The model correctly identified 51 high-risk customers who are likely to default.
# Function to evaluate the model
evaluate_model <- function(model, X, y) {
predictions <- predict(model, X, type = "class")
confusionmatrix <- confusionMatrix(predictions, y)
# Extract metrics
metrics <- data.frame(
Accuracy = confusionmatrix$overall['Accuracy'],
Recall = confusionmatrix$byClass['Sensitivity'],
Precision = confusionmatrix$byClass['Pos Pred Value'],
F1 = confusionmatrix$byClass['F1']
)
return(metrics)
}
# Extract features and target variable from the training and test datasets
set.seed(419)
X_train <- traindata[, setdiff(names(traindata), "Risk")]
y_train <- traindata$Risk
X_test <- testdata[, setdiff(names(testdata), "Risk")]
y_test <- testdata$Risk
# Evaluate model on training set
train_metrics <- evaluate_model(model, X_train, y_train)
cat("Training Performance:\n")
## Training Performance:
print(train_metrics)
## Accuracy Recall Precision F1
## Accuracy 0.6828571 0.7142857 0.8101852 0.7592191
# Evaluate model on test set
test_metrics <- evaluate_model(model, X_test, y_test)
cat("Testing Performance:\n")
## Testing Performance:
print(test_metrics)
## Accuracy Recall Precision F1
## Accuracy 0.6466667 0.6809524 0.7857143 0.7295918
The model is good at identifying low-risk cases and has a moderate ability to detect high-risk cases but misses some of them.
It has a higher F1 scores than the Logistic Regression Model. The F1 score, which balances precision and recall, is especially important in this credit risk scenario.
The Decision Tree model is more reliable for minimizing financial losses while ensuring accurate loan approvals compared to the Logistic Regression model.
# Extract feature importance from the decision tree model
importance <- model$variable.importance
# Convert to a data frame for ggplot
importance_df <- data.frame(
Feature = names(importance),
Importance = importance
)
# Sort the data frame by importance
importance_df <- importance_df[order(importance_df$Importance, decreasing = TRUE), ]

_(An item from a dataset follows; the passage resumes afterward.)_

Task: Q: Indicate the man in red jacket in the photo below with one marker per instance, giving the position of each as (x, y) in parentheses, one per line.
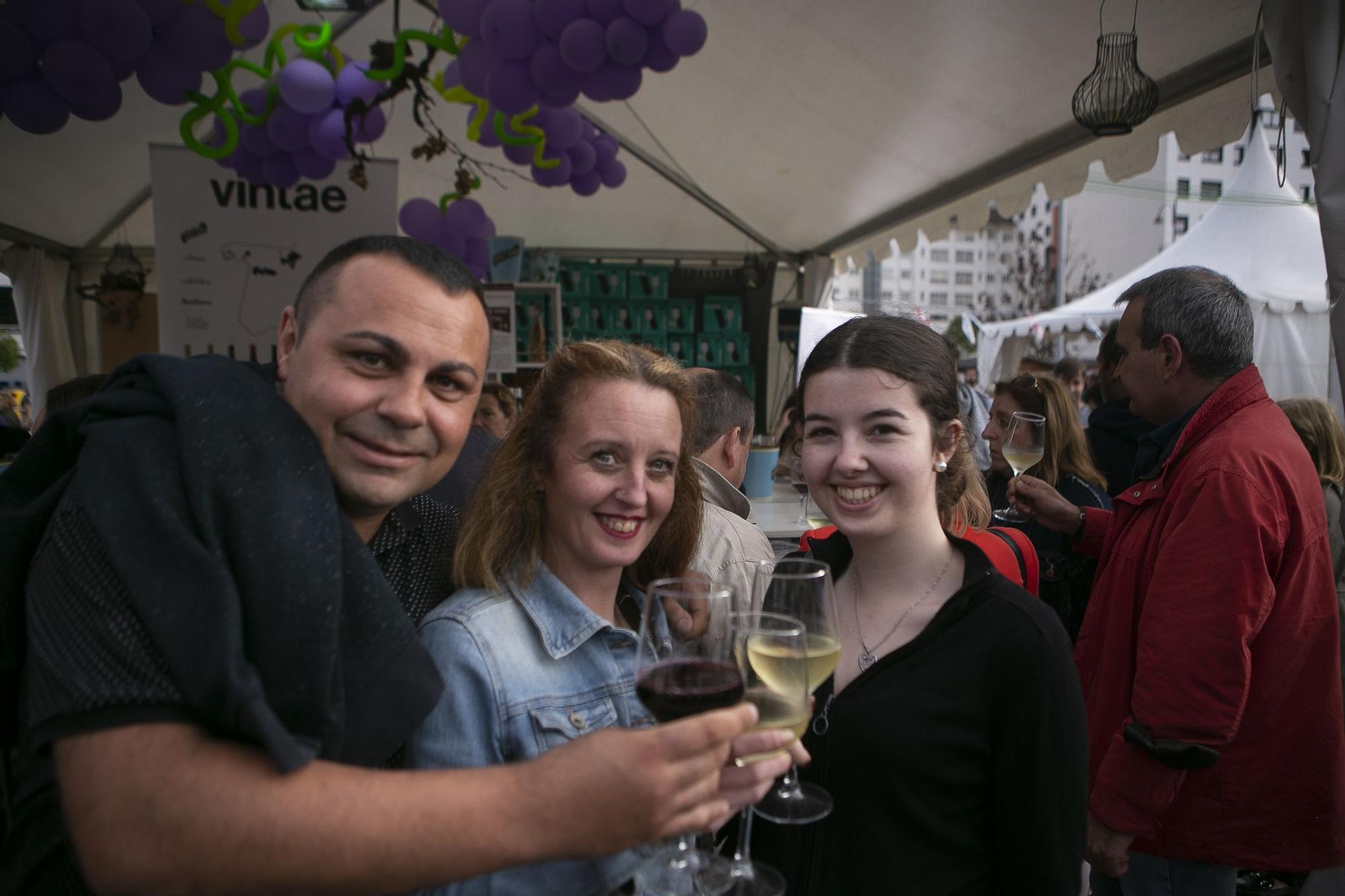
(1210, 654)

# Plot the feature importance
library(ggplot2)
ggplot(importance_df, aes(x = reorder(Feature, Importance), y = Importance)) +
geom_bar(stat = "identity", fill = "violet") +
coord_flip() +
labs(title = "Feature Importance for Credit Risk Prediction",
x = "Feature",
y = "Relative Importance") +
theme_minimal()
The most influential feature is Credit_amount, followed by Duration, Checking_account, and Saving_accounts. These variables have the highest importance in the model, while demographic features like Sex and AgeGroup contribute less to the prediction of credit risk.

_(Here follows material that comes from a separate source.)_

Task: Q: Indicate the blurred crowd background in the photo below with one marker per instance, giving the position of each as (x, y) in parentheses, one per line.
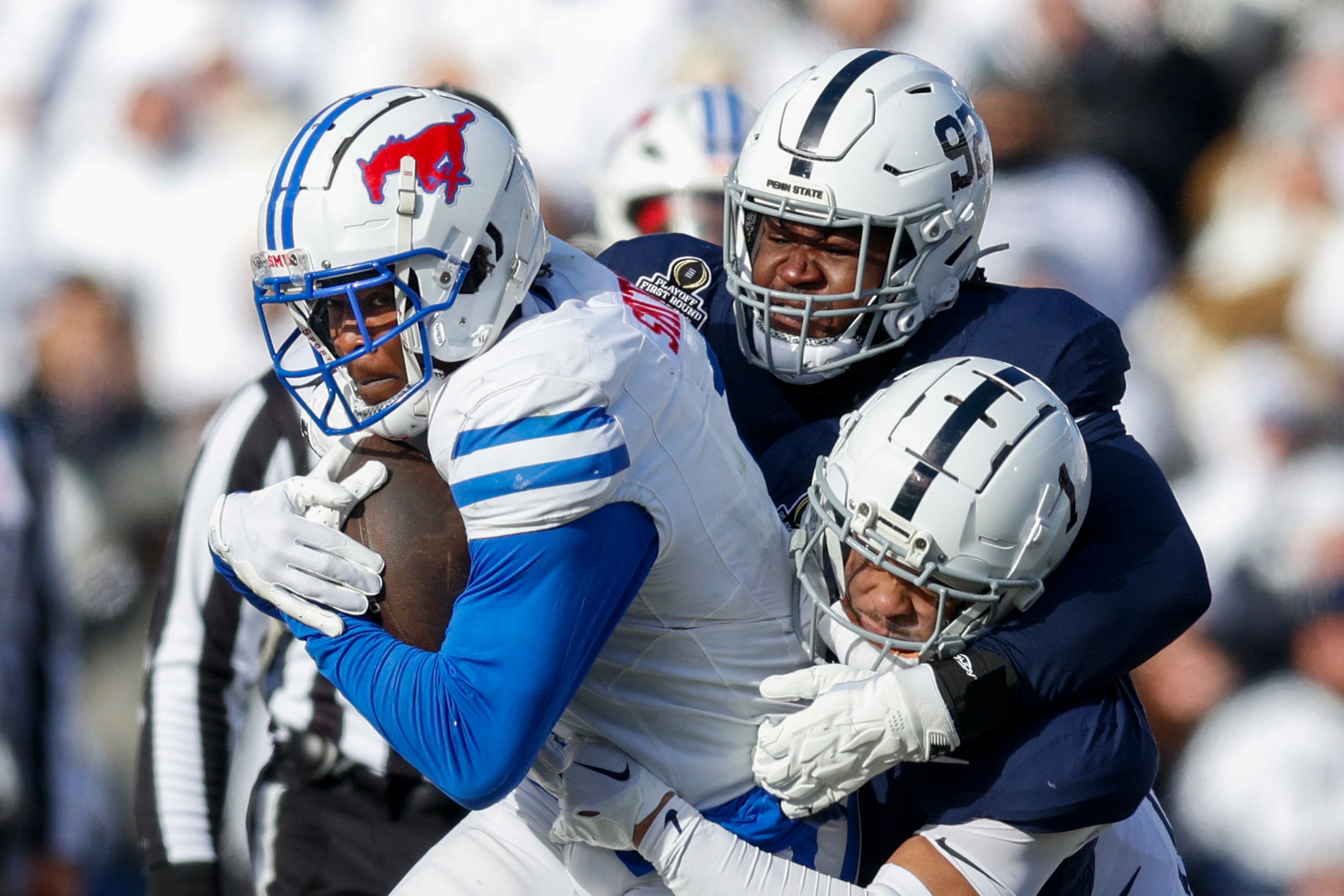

In conclusion, this case study highlights the importance of accurately assessing credit risk in the banking sector to minimize potential losses and make informed loan approval decisions.By analyzing demographic and socio-economic attributes of loan applicants, I developed a predictive model that aids in determining whether a prospective applicant is likely to default.
This model, along with interactive data visualizations and exploratory tools, is accessible through a dedicated application. Banks can utilize this Application . to analyze the credit data and obtain real-time predictions on applicant creditworthiness.